China’s Real Numbers

“It’s official! Now China is the new number 1 global economic power!”

I have to admit, I was puzzled after reading that headline on a serious financial website one morning at end of last year. I simply couldn’t believe it.

So I checked the data provided by the International Monetary Fund (IMF) and it seems to be clear: Chinas gross domestic product (GDP) was 17600 billion Dollars while the US only had 17400 billion Dollars.

Later that day, during a coffee break in the office, I brought up the subject to my romanian co-workers. I was astonished that no one at the coffee table seems to be surprised – “China is the number one”, they said, “we know that for a long time”. Quickly they changed subject to local gossip, finished coffees and cigarettes and went back to work.

Did I miss something? Of course, China had an impressive growth for the last decades. But how can it be that that country of mainly cheap exports is new number one, surpassing the US with global icons like Microsoft, Apple, Google, Boeing, Facebook, Amazon, McDonald’s, Coca Cola and others?

Upon return home from the office, I started to explore the numbers again and then I found the answer to my questions.

The pure measurement of the nominal overall GDP as a comparing economic indicator is misleading big time! To compare two countries one has to look at the GDP per capita. This number shows the economic output of a country divided by the respective population.

The real numbers look like this: the GDP per capita or the economic output per person for the United States is currently 55000 Dollars, while China has one of 8200 Dollars.

So Chinas economic performance per person is still almost seven times smaller than the US and this figures were calculated before the slump in China during the past months.

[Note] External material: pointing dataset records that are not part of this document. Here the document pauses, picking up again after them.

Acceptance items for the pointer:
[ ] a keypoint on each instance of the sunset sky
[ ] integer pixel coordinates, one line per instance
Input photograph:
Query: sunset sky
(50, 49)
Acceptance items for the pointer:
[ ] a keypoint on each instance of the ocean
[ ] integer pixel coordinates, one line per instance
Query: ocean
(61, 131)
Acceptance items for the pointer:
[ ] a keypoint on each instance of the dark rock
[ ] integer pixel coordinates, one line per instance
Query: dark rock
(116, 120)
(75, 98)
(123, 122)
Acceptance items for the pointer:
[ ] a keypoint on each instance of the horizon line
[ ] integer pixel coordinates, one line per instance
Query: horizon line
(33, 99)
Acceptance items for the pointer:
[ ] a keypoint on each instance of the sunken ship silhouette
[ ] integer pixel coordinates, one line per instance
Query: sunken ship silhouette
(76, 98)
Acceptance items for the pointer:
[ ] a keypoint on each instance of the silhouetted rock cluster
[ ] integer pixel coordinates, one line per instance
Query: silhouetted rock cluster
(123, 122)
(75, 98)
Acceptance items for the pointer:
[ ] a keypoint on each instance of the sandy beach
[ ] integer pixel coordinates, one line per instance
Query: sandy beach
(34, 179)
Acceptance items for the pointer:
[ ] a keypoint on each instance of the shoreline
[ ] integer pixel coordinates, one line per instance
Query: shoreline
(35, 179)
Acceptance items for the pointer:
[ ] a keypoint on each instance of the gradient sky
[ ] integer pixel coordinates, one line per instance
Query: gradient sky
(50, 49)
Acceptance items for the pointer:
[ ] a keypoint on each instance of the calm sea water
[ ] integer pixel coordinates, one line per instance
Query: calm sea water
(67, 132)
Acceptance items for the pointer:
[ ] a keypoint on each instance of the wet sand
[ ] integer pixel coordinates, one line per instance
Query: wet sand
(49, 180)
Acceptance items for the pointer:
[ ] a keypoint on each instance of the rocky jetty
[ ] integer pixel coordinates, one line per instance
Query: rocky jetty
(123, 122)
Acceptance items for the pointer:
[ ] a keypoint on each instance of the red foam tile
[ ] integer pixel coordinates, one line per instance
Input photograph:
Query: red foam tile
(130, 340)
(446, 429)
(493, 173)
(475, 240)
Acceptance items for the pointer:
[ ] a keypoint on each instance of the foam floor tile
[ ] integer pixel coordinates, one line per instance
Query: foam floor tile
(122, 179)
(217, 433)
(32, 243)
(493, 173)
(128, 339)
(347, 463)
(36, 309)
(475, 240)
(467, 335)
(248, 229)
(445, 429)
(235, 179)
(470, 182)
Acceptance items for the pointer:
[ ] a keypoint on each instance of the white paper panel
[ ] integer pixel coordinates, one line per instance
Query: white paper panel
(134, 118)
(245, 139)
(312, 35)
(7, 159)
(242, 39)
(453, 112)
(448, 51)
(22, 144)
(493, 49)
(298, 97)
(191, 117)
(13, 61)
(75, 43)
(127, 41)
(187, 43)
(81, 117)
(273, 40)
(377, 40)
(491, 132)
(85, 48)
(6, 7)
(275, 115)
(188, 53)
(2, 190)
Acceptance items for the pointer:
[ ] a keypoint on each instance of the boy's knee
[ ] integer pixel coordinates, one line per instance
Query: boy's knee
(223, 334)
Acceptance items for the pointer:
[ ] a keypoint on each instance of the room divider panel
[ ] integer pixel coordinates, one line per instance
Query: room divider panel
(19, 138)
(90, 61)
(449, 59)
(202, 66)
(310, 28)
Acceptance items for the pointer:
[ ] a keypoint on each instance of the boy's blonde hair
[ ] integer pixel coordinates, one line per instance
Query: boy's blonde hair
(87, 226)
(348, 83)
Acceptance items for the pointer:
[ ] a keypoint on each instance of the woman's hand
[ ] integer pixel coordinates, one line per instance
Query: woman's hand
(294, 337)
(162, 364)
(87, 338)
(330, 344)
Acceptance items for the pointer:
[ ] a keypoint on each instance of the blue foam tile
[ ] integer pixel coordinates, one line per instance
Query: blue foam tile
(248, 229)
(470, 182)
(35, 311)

Beside, China has a long way to go not only in terms of the GDP per capita – there are serious problems ahead with an almost certain negative impact on China itself and the global economy as a whole:

• huge debts of companies
• an unstable banking system
• a japanese style real estate bubble
• a shaky stock market
• the enviroment disaster
• a demographic crash looming due to the one-child-policy.

By the way, Chinas current GDP per capita of 8200 Dollars is even smaller than the one of Romania, who has a figure of about 8800 Dollars. I bet, at least this figure will surprise my coworkers next time we talk about at the coffee table.

We remain at the cafeteria in my office. The most discussed topic there is – besides local gossip – the low salary in Romania & other South-East Europe countries compared to other european countries. What can or should be done to change that is coming up in the next chapter:

One comment

  1. Asking questions are truly nice thing if you are
    not understanding something totally, except this piece of writing offers
    nice understanding even.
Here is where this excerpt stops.